Protein distance metrics
The minimal distance between side chain heavy atoms of two residues (in case of glycine, Cα) was used as the distance metric. A direct contact was defined as minimal side-chain heavy atom distance < 8 Å. Only position pairs with linear sequence separation greater than 5 aa were considered when evaluating tertiary contact predictions. Evaluating contact predictions only on side-chain heavy atom distances instead of all heavy atoms increases true positive rates over random expectation, thus suggesting that epistatic interactions are mostly mediated by structural interactions of amino acid side-chains (Supplementary Fig. 7).
Reference structures used as comparison were
GB1 domain: PDB entry 1pga, X-ray diffraction structure61
WW domain: PDB entry 1k9q, solution NMR structure69
RRM domain: PDB entry 1cvj (chain A), X-ray diffraction structure of human Pab1 (Ref. 70); note that the central section of the yeast RRM domain analyzed is one nucleotide longer than the corresponding homologous region in the human RRM domain. We thus arbitrarily removed position 14 (in the loop region, as done in Melamed et al. 12) when comparing the DMS-derived predictions to the human Pab1 structure.
FOS-JUN interaction: PDB entry 1fos (chains E and F), X-ray diffraction structure71
We found that precision or accuracy calculated against other reference structures differed only marginally, thus we have limited reporting to the aforementioned PDB entries.

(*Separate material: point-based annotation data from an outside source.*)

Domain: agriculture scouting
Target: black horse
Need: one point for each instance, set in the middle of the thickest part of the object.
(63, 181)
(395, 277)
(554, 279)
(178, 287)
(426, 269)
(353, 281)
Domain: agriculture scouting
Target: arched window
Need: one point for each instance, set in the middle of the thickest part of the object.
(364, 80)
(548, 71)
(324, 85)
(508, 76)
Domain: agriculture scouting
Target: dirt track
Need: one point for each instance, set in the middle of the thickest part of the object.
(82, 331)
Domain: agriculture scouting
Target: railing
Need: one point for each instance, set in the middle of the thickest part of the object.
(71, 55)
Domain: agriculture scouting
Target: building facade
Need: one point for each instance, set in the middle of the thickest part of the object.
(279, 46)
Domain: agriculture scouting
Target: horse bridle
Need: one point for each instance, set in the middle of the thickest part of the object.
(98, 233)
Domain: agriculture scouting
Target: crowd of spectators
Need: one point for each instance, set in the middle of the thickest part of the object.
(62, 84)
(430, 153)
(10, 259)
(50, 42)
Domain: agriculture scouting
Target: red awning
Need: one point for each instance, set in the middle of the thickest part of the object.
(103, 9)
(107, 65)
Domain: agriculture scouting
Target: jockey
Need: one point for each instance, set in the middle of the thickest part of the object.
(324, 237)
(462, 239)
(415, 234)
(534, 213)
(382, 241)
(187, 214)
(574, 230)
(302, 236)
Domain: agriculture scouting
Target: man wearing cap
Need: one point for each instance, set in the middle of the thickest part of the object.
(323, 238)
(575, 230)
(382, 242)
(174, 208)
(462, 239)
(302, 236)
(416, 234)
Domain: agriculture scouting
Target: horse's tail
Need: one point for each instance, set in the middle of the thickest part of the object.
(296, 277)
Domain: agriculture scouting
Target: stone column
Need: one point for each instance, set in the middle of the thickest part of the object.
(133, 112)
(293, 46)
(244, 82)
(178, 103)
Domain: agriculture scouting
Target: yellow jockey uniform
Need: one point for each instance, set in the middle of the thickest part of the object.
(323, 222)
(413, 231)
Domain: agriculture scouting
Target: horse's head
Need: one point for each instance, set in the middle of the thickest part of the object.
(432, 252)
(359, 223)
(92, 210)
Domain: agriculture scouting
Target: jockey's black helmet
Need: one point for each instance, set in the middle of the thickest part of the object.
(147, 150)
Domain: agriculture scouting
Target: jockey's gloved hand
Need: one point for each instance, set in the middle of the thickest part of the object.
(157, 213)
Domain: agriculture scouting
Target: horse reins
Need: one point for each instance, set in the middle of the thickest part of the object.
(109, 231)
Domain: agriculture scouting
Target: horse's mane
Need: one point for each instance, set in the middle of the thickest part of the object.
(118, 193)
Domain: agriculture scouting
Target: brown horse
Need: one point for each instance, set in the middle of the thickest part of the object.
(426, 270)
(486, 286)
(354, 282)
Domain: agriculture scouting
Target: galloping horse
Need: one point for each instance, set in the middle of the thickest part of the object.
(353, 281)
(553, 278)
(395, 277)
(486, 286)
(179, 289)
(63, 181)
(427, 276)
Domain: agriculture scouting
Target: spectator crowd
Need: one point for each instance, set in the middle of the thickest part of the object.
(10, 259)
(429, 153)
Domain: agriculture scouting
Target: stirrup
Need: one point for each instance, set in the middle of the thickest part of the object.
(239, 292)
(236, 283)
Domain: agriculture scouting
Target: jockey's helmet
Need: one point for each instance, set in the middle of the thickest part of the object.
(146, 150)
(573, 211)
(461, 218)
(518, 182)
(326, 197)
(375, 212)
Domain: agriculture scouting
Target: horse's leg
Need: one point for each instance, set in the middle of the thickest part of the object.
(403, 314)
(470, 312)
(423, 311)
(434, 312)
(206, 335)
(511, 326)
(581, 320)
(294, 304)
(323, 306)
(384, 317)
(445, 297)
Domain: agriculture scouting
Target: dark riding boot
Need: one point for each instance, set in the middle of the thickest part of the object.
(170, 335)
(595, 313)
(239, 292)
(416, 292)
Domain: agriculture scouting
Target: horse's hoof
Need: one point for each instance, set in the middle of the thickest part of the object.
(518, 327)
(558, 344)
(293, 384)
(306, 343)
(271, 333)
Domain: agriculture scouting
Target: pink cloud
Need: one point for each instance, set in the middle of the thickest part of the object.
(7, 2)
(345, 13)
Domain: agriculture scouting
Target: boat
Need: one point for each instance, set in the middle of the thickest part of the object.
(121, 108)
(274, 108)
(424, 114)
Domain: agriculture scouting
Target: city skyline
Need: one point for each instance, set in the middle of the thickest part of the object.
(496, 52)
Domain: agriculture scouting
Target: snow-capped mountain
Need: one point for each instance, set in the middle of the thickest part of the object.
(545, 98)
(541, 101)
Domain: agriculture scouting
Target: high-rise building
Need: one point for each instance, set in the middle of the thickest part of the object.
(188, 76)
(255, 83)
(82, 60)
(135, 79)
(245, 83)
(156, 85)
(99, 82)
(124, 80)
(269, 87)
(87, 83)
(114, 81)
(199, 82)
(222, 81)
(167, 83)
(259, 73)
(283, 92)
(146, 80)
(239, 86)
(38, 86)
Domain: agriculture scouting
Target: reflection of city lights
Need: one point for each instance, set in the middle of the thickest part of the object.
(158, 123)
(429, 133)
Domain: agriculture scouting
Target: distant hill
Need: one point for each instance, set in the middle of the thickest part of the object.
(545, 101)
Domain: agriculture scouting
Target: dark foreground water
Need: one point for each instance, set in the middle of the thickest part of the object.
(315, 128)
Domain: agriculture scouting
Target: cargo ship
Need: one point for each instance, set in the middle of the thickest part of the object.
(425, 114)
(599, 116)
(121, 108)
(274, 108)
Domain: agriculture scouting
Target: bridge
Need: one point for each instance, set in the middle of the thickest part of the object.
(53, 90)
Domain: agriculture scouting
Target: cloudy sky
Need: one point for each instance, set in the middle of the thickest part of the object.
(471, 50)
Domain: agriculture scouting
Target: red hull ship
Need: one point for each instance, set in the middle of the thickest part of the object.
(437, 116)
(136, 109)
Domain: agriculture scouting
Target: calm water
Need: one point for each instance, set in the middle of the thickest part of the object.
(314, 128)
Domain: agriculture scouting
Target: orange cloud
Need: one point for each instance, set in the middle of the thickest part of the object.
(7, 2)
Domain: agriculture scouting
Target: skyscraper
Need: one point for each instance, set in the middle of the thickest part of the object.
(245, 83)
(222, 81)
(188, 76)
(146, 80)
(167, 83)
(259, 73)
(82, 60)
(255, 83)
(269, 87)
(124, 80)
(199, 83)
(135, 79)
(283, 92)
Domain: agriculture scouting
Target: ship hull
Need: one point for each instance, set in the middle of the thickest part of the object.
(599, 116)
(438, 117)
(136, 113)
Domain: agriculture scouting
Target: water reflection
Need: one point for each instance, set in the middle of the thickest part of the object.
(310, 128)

Secondary structure prediction
Secondary structure elements were predicted using a 2D kernel smoothing approach on the interaction score matrices (Fig. 3a-c). For a given aa position in the linear chain (on the diagonal of the interaction score matrix), the perpendicular dimension of the kernels define how interactions with adjacent positions (off-diagonal entries close to the diagonal) should be integrated given the interaction patterns expected from the stereotypical periodicities of secondary structures, i.e. 3.6 aa in alpha helices and 2 aa in beta strands. Moreover, the diagonal dimension of the kernels average the stereotypical interaction patterns of secondary structures across several adjacent positions. Similar, modified beta strand kernels were used to detect beta sheet interactions for all pairs of positions. Significance of secondary structure element predictions was assessed from a permutation test, where kernel smoothing was performed on 104 randomly permutated interaction score maps. For more details on secondary structure predictions see the Supplementary Note.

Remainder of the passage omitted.